A second Trump presidency would throw some traditional foreign policies into disarray, and beckons a dictatorship at home
A growing divide in US foreign policy circles signals a significant shift in America’s global role and challenges the liberal world order long championed by the US foreign policy establishment. This rift pits proponents of the traditional post-1945 US-led imperial-internationalist system of multilateral institutions and globalization against those favouring a rival imperial strategy based on “vital” interests. The latter represents a more transactional, weaponized bilateral approach, especially in international economic and trade relations, but also in regard to military interventionism for “humanitarian” or other purportedly “idealist” purposes. But make no mistake, US globalism is merely recalibrating, not fundamentally transforming, remaining a coercive superstate bent on primacy.
This global coercive strategy has its domestic counterpart: dictatorship. At home, Trump has declared he would be a dictator on the first day – abolish all regulation of fossil fuel corporations and deport millions of illegal immigrants.

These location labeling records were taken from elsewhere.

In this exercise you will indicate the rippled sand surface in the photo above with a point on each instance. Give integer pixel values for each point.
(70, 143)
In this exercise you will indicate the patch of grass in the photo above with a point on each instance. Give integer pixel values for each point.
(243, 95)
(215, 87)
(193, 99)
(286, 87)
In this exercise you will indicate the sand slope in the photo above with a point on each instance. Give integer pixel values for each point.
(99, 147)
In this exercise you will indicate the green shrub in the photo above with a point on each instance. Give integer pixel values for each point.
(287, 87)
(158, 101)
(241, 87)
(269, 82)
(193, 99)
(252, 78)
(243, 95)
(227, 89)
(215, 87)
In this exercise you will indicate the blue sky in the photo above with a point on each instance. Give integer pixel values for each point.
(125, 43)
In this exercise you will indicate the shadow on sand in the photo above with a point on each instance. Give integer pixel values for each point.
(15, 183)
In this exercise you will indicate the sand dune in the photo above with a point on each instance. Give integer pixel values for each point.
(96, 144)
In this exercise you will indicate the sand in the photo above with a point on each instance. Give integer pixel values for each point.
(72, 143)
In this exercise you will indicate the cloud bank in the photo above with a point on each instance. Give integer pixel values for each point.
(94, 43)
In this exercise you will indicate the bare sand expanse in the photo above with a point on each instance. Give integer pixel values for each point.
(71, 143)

More recently, Trump promised Christian evangelicals that if they vote for him in November, they need
never vote again. Trump’s fingerprints are all over the Heritage Foundation’s Project 2025 which promises to invoke laws to bring troops onto US streets to repress democratic rights to protest, to give the president complete control over executive agencies by dismissing thousands of career civil servants in favour of his political appointees, curtail the rights of workers and trade unions, and diminish checks and balances that have been the mainstay of the US constitution since 1787. That is, an even more coercive state wedded to naked corporate interests. On top of that, the US Supreme Court recently ruled that a former president is presumed to be exempt from legal actions taken in their official capacity.